展示作品の紹介
DESIGN RECIPE
What is “DESIGN RECIPE” ?
デザインは『思いをカタチにする』行為である。その『思い』はデザイナーの勝手な願望ではなく、企画意図や、ブランドメッセージ、つまり商品価値の根幹となるコンセプト(抽象概念)であり、『カタチ』はそれらを一瞬にして直感的に伝える力を持っている。我々はコンセプトを具体的デザインに展開する際の『考え方を考える』姿勢を大切にしたい。本企画展では、味付け(テイスト)ではなく、調理法(レシピ)を語ってみたい。
1 intention & 3 recipes
もはや完成されたと言われて久しい楽器、例えばバイオリンでも、そこに新たな価値を提供できればデザインは進化しうる。新しい電気バイオリンをデザインするケースでは、必要最低限の要素だけで構成されたミニマルなデザインを追求する際も、「ミニマル」の解釈や造形手法は様々に展開できる。一つの「思い」は考え方(=レシピ)の違いで複数のカタチとして結実する。

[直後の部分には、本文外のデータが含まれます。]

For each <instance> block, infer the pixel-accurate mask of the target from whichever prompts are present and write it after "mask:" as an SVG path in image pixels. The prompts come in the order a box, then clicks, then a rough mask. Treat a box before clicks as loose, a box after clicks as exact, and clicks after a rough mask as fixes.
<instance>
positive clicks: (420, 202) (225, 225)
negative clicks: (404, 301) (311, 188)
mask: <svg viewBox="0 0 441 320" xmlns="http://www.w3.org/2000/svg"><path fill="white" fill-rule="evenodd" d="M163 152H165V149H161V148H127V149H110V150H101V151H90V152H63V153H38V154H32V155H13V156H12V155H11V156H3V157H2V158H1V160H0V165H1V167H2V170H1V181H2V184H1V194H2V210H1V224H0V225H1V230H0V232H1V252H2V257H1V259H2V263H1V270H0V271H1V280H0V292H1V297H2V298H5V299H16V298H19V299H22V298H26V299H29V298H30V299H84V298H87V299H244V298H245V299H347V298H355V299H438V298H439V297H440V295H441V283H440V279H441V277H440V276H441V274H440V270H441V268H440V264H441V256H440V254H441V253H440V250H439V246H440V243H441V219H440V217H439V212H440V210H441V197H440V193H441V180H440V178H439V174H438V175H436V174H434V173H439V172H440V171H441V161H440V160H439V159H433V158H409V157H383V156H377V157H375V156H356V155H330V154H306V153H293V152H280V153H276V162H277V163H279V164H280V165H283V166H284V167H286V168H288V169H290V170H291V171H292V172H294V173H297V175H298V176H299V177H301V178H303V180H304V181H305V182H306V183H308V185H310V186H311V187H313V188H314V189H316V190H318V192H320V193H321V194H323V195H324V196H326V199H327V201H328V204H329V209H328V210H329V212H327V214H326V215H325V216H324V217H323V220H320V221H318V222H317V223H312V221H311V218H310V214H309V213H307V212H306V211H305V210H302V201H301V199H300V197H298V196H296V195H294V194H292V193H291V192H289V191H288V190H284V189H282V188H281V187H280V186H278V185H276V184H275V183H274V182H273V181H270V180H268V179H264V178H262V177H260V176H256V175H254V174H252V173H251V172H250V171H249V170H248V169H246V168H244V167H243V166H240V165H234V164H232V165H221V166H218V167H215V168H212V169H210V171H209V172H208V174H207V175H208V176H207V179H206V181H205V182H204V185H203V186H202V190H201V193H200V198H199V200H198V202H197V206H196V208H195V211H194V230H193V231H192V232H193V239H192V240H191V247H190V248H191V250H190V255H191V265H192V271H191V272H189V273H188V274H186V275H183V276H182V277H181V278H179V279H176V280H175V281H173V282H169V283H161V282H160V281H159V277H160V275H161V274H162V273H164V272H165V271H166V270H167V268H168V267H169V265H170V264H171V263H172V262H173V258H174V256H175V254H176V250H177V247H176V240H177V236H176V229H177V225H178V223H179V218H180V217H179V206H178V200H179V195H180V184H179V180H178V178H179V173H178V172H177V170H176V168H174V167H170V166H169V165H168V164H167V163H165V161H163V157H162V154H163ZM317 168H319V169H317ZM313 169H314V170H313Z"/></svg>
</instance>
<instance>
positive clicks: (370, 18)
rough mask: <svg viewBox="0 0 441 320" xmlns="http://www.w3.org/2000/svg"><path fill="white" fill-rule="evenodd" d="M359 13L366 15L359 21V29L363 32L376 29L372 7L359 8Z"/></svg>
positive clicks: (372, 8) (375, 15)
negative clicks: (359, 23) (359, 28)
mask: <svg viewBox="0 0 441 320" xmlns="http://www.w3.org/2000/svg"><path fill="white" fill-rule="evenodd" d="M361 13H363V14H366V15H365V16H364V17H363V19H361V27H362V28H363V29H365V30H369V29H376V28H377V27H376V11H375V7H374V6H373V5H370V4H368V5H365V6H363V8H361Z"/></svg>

Histrical context & 6 recipes
楽器の歴史は人類史と同じくらい長く、そのカタチは様々な試行錯誤の末に、今日我々が常識的に思い描く形態へとたどり着いている。現代のデザイナーは、それぞれの楽器に特有な歴史的背景や伝統を踏まえて、継承するものと、変えるものを取捨選択せねばならない。また、最初に開発されたときは「常識はずれ」で「異端児」だった楽器が、現在はスタンダードとなっていることも多い。一見、突飛かもしれないが理にかなうから生き残る、時にはそんな考え方(=レシピ)を見出していく必要がある。
Silhouettes
継続的にリファインが積み重ねられてきた楽器は既に完成された明快なシルエットを持つものも多い。同様に今までにないモノをデザインする際は、新たな価値を一目で伝える必要がある。また楽器のシルエットはプレイヤー視点とオーディエンス視点から見る2種類があり、オーディエンスから見てプレイヤーと楽器が一体となったシルエットが美しくなくてはならない。その明快で印象深いシルエットは、道理にかなった視覚的なオリジナリティによって形作られる。
Colors
永く使われる楽器や機器のカラーリングは、使用者本人の感覚だけでなく、周囲にも多大な影響を与える。インテリアのアクセントになることはもちろん、背景にある音楽文化を色へ置き換えるなど、感情移入するための素地であることも多い。また質感との相乗効果で、様々な表現が可能となっている。人々の感性に訴えるカラーはモノが持つべきアイデンティティと周囲との関係性として表現される。
Interactions
触る、押す、引く、つまむ、ねじる、廻す、、、、そして弾く、そのすべてが触感を介した人からモノへの思いのインプットである。同時にモノはそれに呼応したタイムリーなレスポンスを返し、次のアクションを誘う。経験を経た操作は、艶や深さを増して表現されたものとなり、そうしたエモーショナルな好循環で優れた音や音楽が生まれる。操作系のデザインは人とモノの間で、思いの誠実な媒介者であると同時に、次の思いを誘発するものとして具現化される。